The Metal Horse: A Cowboys Good Usin’ Gelding

This weekend I got involved in a conversation about cowboys and what they consider to be good “usin’ geldings,” to use their terminology. I’ve lived in the country for eight years now and when I say “cowboy” I mean people who get on horses and push their cows from place to place, or rope their cattle to brand or treat them. These are working cattlemen and they need their horses to be steady and reliable. I got to wondering what horse personality fit the description of usin’ gelding.

The cattleman was going around inquiring about good usin’ geldings to buy. When asked what he meant by that, he spat on the ground (not being unfriendly, just his manner) and said that a usin’ gelding should do his job, love his job, stand when told to stand, move when told to move, be quick enough for cows but quiet enough for the grandkid, and, oh yeah, did he mention do his job? Sound like a familiar horse personality?

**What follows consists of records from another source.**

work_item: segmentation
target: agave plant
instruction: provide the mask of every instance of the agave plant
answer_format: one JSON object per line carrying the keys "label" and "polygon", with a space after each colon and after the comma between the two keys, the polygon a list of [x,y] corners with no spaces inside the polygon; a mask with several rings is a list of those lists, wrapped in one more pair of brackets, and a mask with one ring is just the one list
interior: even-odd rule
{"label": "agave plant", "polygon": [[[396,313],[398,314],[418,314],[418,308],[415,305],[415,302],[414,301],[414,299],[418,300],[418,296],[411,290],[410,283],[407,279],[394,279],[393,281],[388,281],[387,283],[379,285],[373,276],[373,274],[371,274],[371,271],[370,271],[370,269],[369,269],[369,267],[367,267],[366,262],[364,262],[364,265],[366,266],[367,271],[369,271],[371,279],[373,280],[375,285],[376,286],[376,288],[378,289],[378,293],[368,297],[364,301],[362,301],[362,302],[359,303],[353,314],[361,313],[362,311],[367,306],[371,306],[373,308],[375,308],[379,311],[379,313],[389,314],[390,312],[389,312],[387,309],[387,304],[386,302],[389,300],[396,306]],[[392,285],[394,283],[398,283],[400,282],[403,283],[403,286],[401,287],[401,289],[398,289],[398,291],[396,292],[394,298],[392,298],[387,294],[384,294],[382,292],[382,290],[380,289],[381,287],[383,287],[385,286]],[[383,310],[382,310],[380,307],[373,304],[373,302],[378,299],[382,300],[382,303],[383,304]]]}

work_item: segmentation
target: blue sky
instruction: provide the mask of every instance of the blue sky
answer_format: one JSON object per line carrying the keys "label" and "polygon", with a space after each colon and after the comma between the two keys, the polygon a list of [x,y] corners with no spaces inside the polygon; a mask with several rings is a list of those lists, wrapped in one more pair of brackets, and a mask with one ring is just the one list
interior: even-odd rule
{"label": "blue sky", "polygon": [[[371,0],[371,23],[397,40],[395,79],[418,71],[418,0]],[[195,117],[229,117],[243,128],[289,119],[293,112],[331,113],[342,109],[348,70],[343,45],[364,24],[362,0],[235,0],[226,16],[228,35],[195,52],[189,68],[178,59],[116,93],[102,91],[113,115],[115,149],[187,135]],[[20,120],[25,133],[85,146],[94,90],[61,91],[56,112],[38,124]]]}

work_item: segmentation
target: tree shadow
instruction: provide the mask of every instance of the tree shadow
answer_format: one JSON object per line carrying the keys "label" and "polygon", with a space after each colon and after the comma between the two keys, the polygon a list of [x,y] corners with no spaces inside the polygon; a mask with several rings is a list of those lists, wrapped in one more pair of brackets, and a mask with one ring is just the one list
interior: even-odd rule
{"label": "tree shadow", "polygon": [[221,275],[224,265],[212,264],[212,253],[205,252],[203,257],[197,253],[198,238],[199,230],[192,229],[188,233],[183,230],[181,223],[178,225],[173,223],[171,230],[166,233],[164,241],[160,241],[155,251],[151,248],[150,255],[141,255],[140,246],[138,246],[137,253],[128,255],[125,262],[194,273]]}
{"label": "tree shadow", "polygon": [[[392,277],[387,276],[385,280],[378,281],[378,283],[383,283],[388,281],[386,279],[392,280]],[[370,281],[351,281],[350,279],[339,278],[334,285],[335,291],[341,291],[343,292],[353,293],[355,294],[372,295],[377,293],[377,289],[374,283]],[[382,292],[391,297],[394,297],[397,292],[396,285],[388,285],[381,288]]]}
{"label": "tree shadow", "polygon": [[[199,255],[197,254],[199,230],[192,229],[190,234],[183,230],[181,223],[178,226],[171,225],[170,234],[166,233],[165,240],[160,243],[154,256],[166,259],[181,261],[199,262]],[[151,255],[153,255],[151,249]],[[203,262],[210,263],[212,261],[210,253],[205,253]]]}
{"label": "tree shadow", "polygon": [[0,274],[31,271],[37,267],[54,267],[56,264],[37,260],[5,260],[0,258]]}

In other words, for a cowboy a good usin’ gelding sounds like a perfect Metal horse. He has to be able to stand up to the rigors of cowboy life, which don’t include a lot of pampering out on the range. Around here, the Metal horse will probably get plenty of hay and maybe a salt block, but not much else. Tack will fit probably pretty well (a lot of people use slick-fork saddles around here, which seem to fit more horses) and be in decent but not great repair. The horse will work long, long hours and be expected to walk, trot, lope, and run all-out over all kinds of terrain. The horse will also need to be a good rope horse and drag the most belligerent animal anywhere (dead or alive). That’s a perfect job description for the Metal horse personality.

Surprisingly, these cowboys don’t care much what the horse looks like. Function matters far more than form. They will choose an “ugly” hammerheaded mustang or grade gelding with stout legs and a fabulous attitude over a pretty hothouse flower. When it comes to horse personality, most cowboys choose Metal types. Only the Metal horse seems to withstand the rigors of cowboy life and not need the personal attention that many of the other personality types need. In fact, at the end of the day both cowboy and Metal horse are pleased to part company and be left alone. The Metal horse LOVES to be left alone when he’s not working, perfect for the working cowboy who has to see to other tasks.

Anyway, an interesting conversation about “usin’ geldings” led to this stream of thoughts about Metal horses!